Ransomware cartel claims Leicester City, shares data


The attack on Leicester City Council was claimed by INC Ransom cybercrime group, with attackers sharing residents’ passport details, bank statements, and other details as proof.

Attackers posted Leicester City Council on INC Ransom‘s dark web blog, which the gang employs to showcase and threaten its latest victims. Cybercrooks claim they‘ve siphoned three terabytes of data from the Council‘s systems.

The post includes a supposed “proof pack,” which contains 32 scanned documents. Those include passport copies, rent statements, bank statements, a driver’s license, and other sensitive documents.

We have contacted Leicester City Council for confirmation but did not receive a reply before publishing.

Attackers' post on a dark web blog. Image by Cybernews.
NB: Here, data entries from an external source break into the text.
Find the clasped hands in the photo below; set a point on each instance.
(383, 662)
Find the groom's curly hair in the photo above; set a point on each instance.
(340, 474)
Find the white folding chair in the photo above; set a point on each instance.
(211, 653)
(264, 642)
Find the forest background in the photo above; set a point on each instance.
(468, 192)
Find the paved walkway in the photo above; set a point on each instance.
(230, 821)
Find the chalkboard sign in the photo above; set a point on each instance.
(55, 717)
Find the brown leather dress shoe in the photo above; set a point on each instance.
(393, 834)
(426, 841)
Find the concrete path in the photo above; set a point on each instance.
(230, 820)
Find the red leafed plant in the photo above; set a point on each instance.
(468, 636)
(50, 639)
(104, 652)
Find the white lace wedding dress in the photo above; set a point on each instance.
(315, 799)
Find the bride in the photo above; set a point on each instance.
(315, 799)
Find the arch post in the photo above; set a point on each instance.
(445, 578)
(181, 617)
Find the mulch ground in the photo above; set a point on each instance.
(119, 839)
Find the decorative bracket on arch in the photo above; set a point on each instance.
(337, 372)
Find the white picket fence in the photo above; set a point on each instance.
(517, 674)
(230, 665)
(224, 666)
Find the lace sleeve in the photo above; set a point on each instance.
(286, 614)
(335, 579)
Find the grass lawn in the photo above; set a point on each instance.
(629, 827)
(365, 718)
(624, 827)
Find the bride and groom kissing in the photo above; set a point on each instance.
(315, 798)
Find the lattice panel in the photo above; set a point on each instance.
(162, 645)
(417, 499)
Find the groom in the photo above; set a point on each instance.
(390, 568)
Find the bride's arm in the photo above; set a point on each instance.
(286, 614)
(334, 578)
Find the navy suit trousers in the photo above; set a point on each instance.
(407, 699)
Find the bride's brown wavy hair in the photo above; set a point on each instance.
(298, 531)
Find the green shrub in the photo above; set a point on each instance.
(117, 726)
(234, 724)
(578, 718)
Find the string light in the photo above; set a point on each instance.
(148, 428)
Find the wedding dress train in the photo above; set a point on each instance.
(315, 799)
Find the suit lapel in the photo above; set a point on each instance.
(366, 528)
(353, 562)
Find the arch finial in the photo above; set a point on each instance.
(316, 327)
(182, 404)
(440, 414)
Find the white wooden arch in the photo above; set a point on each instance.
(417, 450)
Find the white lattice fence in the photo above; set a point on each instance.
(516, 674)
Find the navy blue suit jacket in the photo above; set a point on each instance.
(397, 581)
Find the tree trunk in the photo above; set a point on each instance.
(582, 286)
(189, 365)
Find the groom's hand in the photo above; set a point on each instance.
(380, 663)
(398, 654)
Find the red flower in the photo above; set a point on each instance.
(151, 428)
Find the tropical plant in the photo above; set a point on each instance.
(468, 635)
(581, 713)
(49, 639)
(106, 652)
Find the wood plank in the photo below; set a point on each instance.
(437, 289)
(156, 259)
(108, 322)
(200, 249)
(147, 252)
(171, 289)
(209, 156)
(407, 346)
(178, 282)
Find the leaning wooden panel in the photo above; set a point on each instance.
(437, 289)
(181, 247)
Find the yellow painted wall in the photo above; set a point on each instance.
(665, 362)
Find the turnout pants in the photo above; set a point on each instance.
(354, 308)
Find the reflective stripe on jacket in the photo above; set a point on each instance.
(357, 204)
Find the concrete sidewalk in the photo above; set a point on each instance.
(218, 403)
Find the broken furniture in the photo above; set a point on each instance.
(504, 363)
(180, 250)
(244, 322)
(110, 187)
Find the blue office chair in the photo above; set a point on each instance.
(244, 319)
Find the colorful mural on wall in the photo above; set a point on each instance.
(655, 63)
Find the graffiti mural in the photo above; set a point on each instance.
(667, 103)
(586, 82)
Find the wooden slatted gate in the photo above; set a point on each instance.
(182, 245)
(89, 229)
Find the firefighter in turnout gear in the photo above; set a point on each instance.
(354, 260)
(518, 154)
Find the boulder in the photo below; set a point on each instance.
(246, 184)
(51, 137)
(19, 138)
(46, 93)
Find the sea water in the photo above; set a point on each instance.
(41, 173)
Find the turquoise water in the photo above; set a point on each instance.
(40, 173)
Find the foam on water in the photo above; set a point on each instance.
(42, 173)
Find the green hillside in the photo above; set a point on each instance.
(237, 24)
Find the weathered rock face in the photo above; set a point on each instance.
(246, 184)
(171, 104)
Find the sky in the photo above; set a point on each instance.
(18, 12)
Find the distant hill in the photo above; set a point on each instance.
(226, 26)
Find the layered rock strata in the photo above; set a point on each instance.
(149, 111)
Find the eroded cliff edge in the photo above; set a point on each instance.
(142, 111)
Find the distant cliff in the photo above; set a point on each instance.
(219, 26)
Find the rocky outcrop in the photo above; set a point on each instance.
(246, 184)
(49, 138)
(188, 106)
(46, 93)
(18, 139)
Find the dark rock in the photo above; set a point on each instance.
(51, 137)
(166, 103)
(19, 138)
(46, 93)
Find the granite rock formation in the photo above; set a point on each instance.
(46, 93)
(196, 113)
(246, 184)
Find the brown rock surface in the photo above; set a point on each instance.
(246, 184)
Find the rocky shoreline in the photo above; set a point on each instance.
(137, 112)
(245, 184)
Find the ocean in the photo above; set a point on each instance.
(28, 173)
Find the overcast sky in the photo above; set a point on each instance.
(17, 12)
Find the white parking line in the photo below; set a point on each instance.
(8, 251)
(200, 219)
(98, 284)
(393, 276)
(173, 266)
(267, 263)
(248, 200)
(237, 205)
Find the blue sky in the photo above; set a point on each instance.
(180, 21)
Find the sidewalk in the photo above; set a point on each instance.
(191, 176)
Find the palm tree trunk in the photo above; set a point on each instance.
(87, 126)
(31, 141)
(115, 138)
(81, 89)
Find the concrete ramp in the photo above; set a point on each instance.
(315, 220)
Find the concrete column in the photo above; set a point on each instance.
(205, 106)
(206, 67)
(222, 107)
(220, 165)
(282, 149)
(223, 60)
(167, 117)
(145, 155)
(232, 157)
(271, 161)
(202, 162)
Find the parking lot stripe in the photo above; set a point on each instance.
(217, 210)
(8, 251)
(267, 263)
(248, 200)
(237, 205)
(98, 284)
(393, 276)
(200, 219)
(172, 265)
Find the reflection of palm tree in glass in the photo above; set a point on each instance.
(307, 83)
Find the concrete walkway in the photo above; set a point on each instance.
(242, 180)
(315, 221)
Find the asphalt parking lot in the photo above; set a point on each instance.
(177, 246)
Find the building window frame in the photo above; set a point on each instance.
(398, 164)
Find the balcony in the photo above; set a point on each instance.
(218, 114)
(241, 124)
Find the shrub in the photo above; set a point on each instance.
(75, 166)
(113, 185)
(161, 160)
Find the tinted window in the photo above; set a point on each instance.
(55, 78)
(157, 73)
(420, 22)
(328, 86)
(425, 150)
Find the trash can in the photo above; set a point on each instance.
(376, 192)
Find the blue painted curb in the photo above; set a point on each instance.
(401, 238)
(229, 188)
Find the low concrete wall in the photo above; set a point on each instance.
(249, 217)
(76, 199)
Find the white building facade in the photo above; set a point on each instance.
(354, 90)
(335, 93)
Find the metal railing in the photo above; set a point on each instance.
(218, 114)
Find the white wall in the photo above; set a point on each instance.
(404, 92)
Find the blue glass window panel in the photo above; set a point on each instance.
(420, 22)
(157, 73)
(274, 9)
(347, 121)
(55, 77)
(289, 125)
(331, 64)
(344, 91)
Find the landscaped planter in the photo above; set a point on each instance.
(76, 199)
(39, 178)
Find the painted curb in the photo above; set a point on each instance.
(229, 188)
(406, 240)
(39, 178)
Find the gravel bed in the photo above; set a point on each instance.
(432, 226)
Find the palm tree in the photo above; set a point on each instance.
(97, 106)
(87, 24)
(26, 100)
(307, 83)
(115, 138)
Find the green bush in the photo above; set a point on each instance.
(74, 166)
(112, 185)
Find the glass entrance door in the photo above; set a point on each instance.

Last month, Leicester City Council suffered a significant cyberattack, forcing it to shut down many municipal services and disconnect phone lines. According to the Council’s statement, published on March 28th, or three weeks after the attack, it was still recovering, albeit “most” of the services were already recovered at that time.

Leicester is the tenth largest city in England, the largest in the nation’s East Midlands region, and home of the internationally known Leicester City Football Club. The city has a population of more than 350,000 within its borders, and another 550,000 live in the city’s outlying urban areas, according to census reports.

INC Ransom was first noted in July 2023. The gang is considered a multi-extortion operation – which means it not only encrypts and steals its target’s data but then threatens to publish it online if the victim doesn’t pay up. It appears to target a varied number of industry sectors at random, including attacks on the healthcare, education, and government sectors.

Most recently, the gang claimed to have breached NHS Scotland, taking three terabytes of the healthcare provider’s data. However, the gang actually breached NHS Scotland’s Dumfries and Galloway health board, one of fourteen boards that make up NHS Scotland.

According to Ransomlooker, Cybernews’ ransomware monitoring tool, INC Ransom has victimized at least 76 organizations over the last 12 months.